Quem nunca ouviu falar da terra da cebola, nos ceboleiros ou nos papa-cebolas? Essas expressões populares, ligadas a Itabaiana, constituem um patrimônio cultural imaterial de Sergipe sem o reconhecimento oficial. Apesar de não ter nenhum patrimônio cultural tombado, a urbe agrestina tem uma infinidade de bens culturais enriquecedores da cultura sergipana. Examinaremos, sob o ponto de vista histórico, um dos mais significativos desses bens: as expressões papa-cebolas e ceboleiros.

Muito pouco se escreveu sobre esses apelidos coletivos de Itabaiana. Merece especial destaque as lacônicas considerações do folclorista José de Carvalho Déda (1898-1868) e do pesquisador Sebrão Sobrinho (1898-1973), reproduzidas por Vladimir de Souza Carvalho (1950). Um dos poucos textos sobre a cultura itabaianense, o artigo Aspectos antropológicos dos itabaianenses, do escritor Alberto Carvalho (1932-2002), não se ateve a expressão como marca identitária dos itabaianense. Sendo assim, nosso objetivo é explicar brevemente as supostas origens, significados e mutações desses apelidos coletivos.

Segundo Carvalho Déda, ao que tudo indica, a expressão papa-cebola remonta aos tempos do império. Em meados do século XIX, as principais feiras de Sergipe estavam concentradas na região do Cotinguiba. Os nossos antepassados eram comerciantes natos que abasteciam as outras vilas e cidades de Sergipe e Bahia com seus produtos. O itabaianense comercializava nas ricas regiões dos canaviais por não ter aqui um centro comercial estruturado. Não havia, como até nos dias atuais, uma só feira em Sergipe que não tivesse um itabaianense mascateando.

Nessa época, a sociedade itabaianense era formada, sobretudo, por humildes comerciantes, lavradores e criadores. Homens rudes intelectualmente pela falta de instrução pública, porém espertos e aventureiros. Laranjeiras era o berço da intelectualidade sergipana, terra de João Ribeiro e de refinada elite açucarocrata. Os gêneros alimentícios de primeira necessidade consumidos em Laranjeiras eram produzidos em Itabaiana. As férteis terras margeadas pelo Cotinguiba eram destinadas à plantação de cana para exportação. Eram os sítios serranos que abasteciam o comércio interno sergipano, daí o rótulo de cidade celeiro de Sergipe.

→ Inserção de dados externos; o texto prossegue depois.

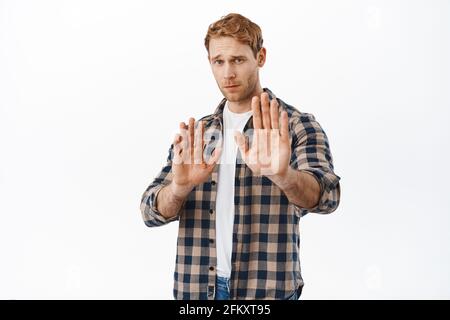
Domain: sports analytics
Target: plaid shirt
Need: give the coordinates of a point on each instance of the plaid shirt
(265, 254)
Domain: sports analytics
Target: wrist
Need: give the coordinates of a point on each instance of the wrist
(286, 180)
(179, 192)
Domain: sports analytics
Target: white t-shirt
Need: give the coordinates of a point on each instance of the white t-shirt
(225, 189)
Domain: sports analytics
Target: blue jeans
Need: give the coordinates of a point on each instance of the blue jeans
(223, 289)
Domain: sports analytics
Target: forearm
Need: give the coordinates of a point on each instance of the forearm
(300, 188)
(170, 199)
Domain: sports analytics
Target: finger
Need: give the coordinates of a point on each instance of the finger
(184, 145)
(265, 107)
(177, 149)
(253, 149)
(214, 158)
(256, 108)
(198, 145)
(263, 147)
(284, 130)
(191, 139)
(274, 117)
(242, 144)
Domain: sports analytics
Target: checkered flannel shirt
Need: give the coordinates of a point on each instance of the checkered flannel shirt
(266, 239)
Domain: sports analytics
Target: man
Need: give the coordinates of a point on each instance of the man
(239, 180)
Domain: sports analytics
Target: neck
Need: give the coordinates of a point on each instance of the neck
(246, 104)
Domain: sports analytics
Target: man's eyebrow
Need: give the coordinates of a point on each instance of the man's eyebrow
(233, 57)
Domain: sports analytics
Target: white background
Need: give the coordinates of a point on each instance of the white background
(91, 94)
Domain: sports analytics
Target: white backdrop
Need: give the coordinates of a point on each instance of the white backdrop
(91, 94)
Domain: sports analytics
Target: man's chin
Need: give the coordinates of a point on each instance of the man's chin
(232, 97)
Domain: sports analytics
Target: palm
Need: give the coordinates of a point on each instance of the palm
(270, 151)
(189, 166)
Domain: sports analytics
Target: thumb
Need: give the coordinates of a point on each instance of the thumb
(241, 143)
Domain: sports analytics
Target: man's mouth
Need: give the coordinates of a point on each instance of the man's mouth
(233, 86)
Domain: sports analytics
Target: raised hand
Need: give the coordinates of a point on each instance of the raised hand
(270, 151)
(189, 166)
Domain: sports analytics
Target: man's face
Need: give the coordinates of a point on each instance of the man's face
(235, 68)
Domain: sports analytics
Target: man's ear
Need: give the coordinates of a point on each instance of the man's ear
(261, 57)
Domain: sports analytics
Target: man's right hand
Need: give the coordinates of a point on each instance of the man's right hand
(189, 166)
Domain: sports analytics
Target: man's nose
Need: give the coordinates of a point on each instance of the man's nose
(229, 72)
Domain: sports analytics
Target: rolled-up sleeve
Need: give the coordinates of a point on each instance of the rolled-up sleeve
(151, 216)
(311, 154)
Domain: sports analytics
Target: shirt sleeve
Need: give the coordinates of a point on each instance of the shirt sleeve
(311, 154)
(151, 216)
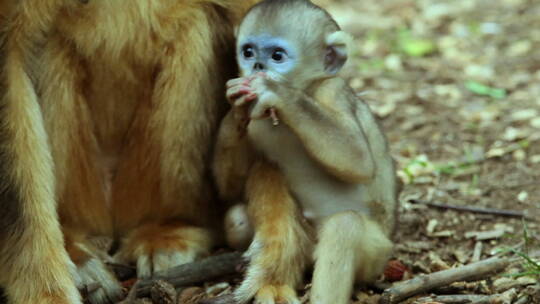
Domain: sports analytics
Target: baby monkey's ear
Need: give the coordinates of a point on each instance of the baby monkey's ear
(337, 51)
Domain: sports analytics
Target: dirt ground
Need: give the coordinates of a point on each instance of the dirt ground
(456, 84)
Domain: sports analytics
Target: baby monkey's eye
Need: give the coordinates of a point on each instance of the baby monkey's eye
(247, 51)
(279, 54)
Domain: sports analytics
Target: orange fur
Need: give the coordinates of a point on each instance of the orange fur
(109, 112)
(282, 243)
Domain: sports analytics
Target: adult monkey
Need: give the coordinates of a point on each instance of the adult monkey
(109, 110)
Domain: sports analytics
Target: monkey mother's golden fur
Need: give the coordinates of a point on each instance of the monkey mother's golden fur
(306, 154)
(109, 111)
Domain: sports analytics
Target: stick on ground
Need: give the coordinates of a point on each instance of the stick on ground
(482, 210)
(423, 283)
(192, 273)
(226, 299)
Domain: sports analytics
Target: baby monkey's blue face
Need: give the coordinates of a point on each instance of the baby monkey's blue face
(265, 53)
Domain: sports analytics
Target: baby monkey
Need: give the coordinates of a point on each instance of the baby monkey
(308, 157)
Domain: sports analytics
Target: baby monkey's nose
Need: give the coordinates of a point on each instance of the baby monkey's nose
(258, 66)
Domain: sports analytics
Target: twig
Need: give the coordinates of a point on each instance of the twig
(482, 210)
(225, 299)
(423, 283)
(505, 297)
(192, 273)
(132, 294)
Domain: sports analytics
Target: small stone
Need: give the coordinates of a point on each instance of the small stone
(163, 292)
(522, 196)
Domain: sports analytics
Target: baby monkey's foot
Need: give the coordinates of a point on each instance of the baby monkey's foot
(274, 294)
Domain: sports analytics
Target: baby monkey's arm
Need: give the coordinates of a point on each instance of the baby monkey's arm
(326, 124)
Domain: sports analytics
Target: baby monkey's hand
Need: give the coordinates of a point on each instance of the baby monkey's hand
(240, 95)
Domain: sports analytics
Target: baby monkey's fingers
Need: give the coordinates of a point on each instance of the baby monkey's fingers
(240, 81)
(238, 92)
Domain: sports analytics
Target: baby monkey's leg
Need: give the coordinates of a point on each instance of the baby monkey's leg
(351, 246)
(281, 246)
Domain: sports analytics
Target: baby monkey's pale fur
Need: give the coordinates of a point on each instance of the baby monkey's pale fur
(322, 165)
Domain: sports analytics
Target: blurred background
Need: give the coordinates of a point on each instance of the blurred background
(456, 85)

Na segunda metade do século XIX, a histórica e cultural cidade de Laranjeiras chamava a atenção pela pujança econômica e cultural. A feira de Laranjeiras, pela proximidade e importância, era para onde afluíam caravanas de itabaianenses. Estes dominavam a feira de tal forma que eram hostilizados pelos habitantes locais.

A forma que os laranjeirenses usaram para ferir o orgulho dos itabaianenses foi ofendê-los com a provocativa expressão papa-cebolas. Por que papa-cebolas? Itabaiana tinha produção razoável dessa verdura nas férteis encostas serranas, mas não o suficiente para merecer o título de terra da cebola. Chamando os itabaianense de papa-cebolas, estavam chamando-os de fedorentos a cebola. E mais: de somíticos, pois mesmo conseguindo volumas somas com a venda de gêneros alimentícios e outros objetos, os itabaianenses substituíam a carne (mais cara) por uma farinha acebolada produzida por suas esposas. A rivalidade intermunicipal levou o cheiro de cebola perceptível de longe às narinas dos laranjeirenses. Bastava um itabaianense colocar sua

1 Historiógrafo do município de Itabaiana, lotado na Secretaria Municipal da Cultura. Mestrando em História (UFS). Membro pesquisador do GEMPS - Grupo de Estudos e Pesquisas em Memória e Patrimônio Sergipano e do Instituto Histórico e Geográfico de Sergipe (IHGSE). Contato: [email protected].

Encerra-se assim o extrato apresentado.